Namun beberapa pertanyaan yang di pertanyakannya selama ini, terjawab setelah wanita itu mengatakan kalimatnya.
‘Ternyata, Ceo C.A lah yang menyuruh pengawal membawakan ku makan siang selama ini.’ Memejamkan mata sambil meminum secangkir kopi di tangannya.
Hembusan angin malam menusuk tubuh yang bertelanjang dada itu. Agra berdiri di balkon dengan lilitan handuk di pinggangnya. Rambutnya yang masih menitikkan air sudah dapat diduga kalau dia habis menyelesaikan ritual membersihkan tubuhnya.
“Keringkan rambut Anda dulu, Tuan.”
Suara yang mengintrupsi dari belakang, membuatnya berbalik. Matanya langsung menatap tajam yang di balas datar oleh sang lawan.
“Katakan padaku. Perintah siapa yang kau turuti?”
“Perintah Anda, tuan,” berucap tenang.
Agra mengacak rambutnya frustasi, membuat rintihan air ke mana-mana. Ia jadi tidak percaya pada orang di sekitarnya hanya karena beberapa kata dari wanita itu. Bahkan orang di hadapan yang sudah menemaninya selama delapan tahun pun di pertanyakan kesetiaannya.
“Pak Wil, keluarlah. Aku sedang tidak ingin diganggu.”
“Baik, tuan.” Orang tua itu membungkuk hormat dan keluar dari kamar majikannya.
Setelah pak Wil menghilang dari pandangannya. Agra kembali mengerang. Merasa aneh pada dirinya yang bereaksi berlebihan terhadap wanita yang ditemuinya tadi siang.
Padahal mereka baru bertemu dua kali, tapi Agra uring-uringan sendiri. Seolah tidak mengenali dirinya lagi yang selalu bersikap tenang dan bijak saat menghadapi masalah.
Meraih handuk kecil di penyangkut. Agra mengusap kepalanya sambil memejamkan mata.
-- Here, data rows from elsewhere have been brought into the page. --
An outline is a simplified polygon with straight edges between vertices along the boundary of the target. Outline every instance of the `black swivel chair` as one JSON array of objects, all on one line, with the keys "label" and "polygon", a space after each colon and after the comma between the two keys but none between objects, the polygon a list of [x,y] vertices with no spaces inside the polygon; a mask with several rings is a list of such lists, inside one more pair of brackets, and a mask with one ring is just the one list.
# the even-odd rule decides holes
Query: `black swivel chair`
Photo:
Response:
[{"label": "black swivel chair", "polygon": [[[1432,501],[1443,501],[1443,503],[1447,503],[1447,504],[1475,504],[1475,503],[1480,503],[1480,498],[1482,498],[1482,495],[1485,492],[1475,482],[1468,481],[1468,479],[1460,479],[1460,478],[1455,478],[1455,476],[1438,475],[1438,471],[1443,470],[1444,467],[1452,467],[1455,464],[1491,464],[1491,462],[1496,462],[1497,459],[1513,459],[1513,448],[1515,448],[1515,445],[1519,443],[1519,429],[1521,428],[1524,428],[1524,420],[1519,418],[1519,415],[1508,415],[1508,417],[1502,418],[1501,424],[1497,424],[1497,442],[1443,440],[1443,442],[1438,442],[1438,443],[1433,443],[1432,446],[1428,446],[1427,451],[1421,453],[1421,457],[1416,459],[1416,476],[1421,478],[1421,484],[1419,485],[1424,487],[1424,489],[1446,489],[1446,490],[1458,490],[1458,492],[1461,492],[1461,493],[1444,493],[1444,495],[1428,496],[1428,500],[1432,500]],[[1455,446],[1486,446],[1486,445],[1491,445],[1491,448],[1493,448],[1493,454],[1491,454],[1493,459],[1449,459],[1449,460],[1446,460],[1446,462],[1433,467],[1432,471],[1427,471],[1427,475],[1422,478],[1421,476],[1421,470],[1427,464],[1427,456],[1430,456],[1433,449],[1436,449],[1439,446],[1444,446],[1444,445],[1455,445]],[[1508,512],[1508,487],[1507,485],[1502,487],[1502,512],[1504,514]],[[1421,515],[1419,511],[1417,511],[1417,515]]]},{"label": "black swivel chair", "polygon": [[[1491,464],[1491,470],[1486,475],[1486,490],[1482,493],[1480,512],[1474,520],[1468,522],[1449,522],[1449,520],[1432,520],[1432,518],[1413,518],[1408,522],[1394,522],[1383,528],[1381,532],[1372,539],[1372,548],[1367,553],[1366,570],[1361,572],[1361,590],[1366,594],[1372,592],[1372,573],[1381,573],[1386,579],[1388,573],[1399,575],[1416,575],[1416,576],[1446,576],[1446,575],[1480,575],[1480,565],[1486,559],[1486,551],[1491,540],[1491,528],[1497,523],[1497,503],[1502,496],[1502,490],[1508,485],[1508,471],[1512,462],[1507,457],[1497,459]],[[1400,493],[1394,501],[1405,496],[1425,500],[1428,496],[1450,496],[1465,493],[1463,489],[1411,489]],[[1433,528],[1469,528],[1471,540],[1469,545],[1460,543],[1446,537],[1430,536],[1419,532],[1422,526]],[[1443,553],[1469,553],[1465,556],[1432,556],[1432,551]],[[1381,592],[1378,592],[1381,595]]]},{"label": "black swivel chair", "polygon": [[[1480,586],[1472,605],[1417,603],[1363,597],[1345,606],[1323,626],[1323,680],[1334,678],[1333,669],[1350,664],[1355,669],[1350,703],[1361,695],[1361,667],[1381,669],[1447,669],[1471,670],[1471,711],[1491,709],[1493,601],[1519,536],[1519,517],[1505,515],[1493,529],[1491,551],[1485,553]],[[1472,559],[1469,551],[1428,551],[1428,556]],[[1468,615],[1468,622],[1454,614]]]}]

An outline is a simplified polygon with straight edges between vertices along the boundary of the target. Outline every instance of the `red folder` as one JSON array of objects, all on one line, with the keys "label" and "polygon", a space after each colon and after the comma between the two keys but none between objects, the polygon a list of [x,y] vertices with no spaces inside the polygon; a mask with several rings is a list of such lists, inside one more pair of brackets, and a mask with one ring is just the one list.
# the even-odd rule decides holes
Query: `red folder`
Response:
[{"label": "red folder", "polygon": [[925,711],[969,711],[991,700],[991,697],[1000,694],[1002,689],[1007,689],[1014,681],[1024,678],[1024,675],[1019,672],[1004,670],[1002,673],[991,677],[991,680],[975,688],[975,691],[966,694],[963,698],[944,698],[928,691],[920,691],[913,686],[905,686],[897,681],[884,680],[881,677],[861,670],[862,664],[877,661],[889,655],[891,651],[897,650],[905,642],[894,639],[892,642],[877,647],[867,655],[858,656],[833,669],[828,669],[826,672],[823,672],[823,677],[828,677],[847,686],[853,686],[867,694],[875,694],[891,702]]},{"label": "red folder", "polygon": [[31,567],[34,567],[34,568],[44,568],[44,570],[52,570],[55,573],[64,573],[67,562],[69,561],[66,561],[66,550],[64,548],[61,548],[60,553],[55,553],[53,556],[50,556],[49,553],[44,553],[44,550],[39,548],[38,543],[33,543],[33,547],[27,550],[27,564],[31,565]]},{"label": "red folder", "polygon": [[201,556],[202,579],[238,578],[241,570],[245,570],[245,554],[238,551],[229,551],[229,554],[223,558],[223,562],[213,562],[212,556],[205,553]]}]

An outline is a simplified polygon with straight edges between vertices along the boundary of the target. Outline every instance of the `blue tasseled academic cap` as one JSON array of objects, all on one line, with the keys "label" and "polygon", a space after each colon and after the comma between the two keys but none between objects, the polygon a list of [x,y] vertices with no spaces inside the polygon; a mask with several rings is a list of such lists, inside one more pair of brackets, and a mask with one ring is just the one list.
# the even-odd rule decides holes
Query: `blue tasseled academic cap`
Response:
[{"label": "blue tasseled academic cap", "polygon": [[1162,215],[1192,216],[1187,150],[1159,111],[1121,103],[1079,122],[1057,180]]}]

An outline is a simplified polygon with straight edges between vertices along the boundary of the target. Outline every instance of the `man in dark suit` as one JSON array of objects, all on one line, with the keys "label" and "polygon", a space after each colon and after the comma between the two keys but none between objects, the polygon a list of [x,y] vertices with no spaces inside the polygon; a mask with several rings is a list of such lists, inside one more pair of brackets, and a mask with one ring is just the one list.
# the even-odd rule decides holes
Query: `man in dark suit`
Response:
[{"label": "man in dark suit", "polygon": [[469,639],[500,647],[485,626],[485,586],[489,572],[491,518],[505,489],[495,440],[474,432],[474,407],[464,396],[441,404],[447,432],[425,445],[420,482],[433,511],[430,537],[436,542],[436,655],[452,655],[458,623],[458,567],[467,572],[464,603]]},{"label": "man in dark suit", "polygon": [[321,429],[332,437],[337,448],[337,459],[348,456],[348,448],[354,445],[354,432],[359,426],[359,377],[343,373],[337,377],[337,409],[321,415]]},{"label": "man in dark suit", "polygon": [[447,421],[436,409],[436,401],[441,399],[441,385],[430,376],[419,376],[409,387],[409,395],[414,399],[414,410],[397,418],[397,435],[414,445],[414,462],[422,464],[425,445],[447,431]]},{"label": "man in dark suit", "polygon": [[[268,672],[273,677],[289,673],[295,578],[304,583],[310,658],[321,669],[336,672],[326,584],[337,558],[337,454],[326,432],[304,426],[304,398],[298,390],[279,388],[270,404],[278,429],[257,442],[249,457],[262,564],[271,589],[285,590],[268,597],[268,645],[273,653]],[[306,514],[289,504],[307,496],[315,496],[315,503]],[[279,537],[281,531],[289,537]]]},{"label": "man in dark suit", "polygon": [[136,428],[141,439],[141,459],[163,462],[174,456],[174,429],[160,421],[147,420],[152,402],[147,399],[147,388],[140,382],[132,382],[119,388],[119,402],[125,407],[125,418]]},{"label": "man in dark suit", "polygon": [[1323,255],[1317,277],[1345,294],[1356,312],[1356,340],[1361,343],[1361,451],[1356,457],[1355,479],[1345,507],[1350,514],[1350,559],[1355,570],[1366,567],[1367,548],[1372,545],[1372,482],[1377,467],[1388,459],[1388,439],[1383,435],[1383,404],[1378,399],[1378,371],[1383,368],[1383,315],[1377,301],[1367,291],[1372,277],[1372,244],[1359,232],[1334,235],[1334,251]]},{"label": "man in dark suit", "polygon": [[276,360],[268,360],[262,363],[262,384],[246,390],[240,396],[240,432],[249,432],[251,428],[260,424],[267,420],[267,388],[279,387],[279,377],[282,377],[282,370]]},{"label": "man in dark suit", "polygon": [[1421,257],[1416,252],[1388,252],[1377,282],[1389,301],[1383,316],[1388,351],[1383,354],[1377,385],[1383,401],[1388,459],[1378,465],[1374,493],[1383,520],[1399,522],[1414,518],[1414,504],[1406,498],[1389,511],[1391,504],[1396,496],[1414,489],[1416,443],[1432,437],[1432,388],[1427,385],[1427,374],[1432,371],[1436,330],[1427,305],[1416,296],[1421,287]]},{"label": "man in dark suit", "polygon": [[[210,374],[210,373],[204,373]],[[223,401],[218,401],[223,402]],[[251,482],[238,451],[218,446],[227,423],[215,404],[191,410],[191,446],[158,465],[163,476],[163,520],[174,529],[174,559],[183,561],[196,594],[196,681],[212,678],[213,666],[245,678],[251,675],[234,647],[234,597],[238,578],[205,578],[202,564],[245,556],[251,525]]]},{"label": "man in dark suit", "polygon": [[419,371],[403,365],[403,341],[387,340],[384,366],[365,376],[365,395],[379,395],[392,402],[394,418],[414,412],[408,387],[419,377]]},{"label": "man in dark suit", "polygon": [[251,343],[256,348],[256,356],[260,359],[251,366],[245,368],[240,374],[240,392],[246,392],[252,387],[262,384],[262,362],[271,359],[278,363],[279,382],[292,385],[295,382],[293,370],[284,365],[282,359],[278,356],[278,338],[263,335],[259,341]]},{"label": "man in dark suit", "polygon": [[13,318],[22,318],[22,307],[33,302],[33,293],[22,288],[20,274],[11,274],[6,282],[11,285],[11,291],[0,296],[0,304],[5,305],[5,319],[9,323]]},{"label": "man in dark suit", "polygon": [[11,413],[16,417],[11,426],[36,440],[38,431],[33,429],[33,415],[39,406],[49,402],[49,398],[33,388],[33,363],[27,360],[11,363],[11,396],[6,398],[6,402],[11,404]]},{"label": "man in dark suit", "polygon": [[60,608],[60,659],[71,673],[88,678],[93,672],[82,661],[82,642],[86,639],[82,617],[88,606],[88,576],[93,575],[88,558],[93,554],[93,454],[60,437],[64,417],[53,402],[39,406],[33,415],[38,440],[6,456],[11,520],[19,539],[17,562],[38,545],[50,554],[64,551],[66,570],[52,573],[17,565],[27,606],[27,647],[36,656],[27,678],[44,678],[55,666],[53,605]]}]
Mungkin dengan begitu ia akan tenang.
‘’Ku mohon... jangan berdetak terlalu cepat.’
Keesokan harinya.
“Kau, terlambat bangun lagi.” Wanita dengan celemek di tubuhnya serta spatula itu, menghela napas melihat sahabat wanita yang baru turun dari tangga lengkap dengan baju model turtleneck dan celana panjangnya.
“Tidak ada panggilan pagi ini.” Agina menguap. Menghampiri meja makan dan duduk di sana.
“Selalu seperti itu, mengandalkan dering ponsel sebagai alarm.”
“Mau bagaimana lagi.” Agina menghembuskan napasnya kasar.
Diantara mereka, Agina-lah yang paling sering terlambat bangun. Bisa dibilang ia kebo. Namun setelah berjanji melindungi Agra, Agina mulai mengandalkan panggilan yang selalu ada tiap pagi sebagai alarm. Itu pun dirinya yang menyuruh orang menelponnya di pagi hari.
“Erwin, ke mana? Terus si kembar FTN gak ke sini?” tanya Agina seraya memakan roti yang sudah diberi selai olehnya.
“Erwin, udah berangkat dari tadi. Kalau Fathan dan Nathan, mereka katanya ada urusan dan tidak akan pulang hari ini.”
‘Pasti ke kebun binatang lagi.’ Agina membatin.
“Aku pergi, kak Lidya!” teriaknya.
“Hati-hati ‘ya!”
Agina mengambil motornya yang berada dalam bagasi. Motornya melaju keluar dari hutan. Melakukannya di jalan raya dengan kecepatan sedang.
Agina melirik kaca spion merasa gelagat aneh di belakangnya. Tersenyum miring di balik helmnya, melihat beberapa orang bermotor berpakaian serba hitam sedang bersembunyi di sebuah mobil.
Tangannya kanannya menepuk saku roknya. Sesuatu yang menggembung sangat terasa. “Baiklah. Mari bermain sebentar,” gumamnya seraya menambahkan kecepatan.
“Bos, sepertinya dia menyadari keberadaan kita,” ujar salah satu di antara mereka, melihat yang diincar menambah kecepatan motornya.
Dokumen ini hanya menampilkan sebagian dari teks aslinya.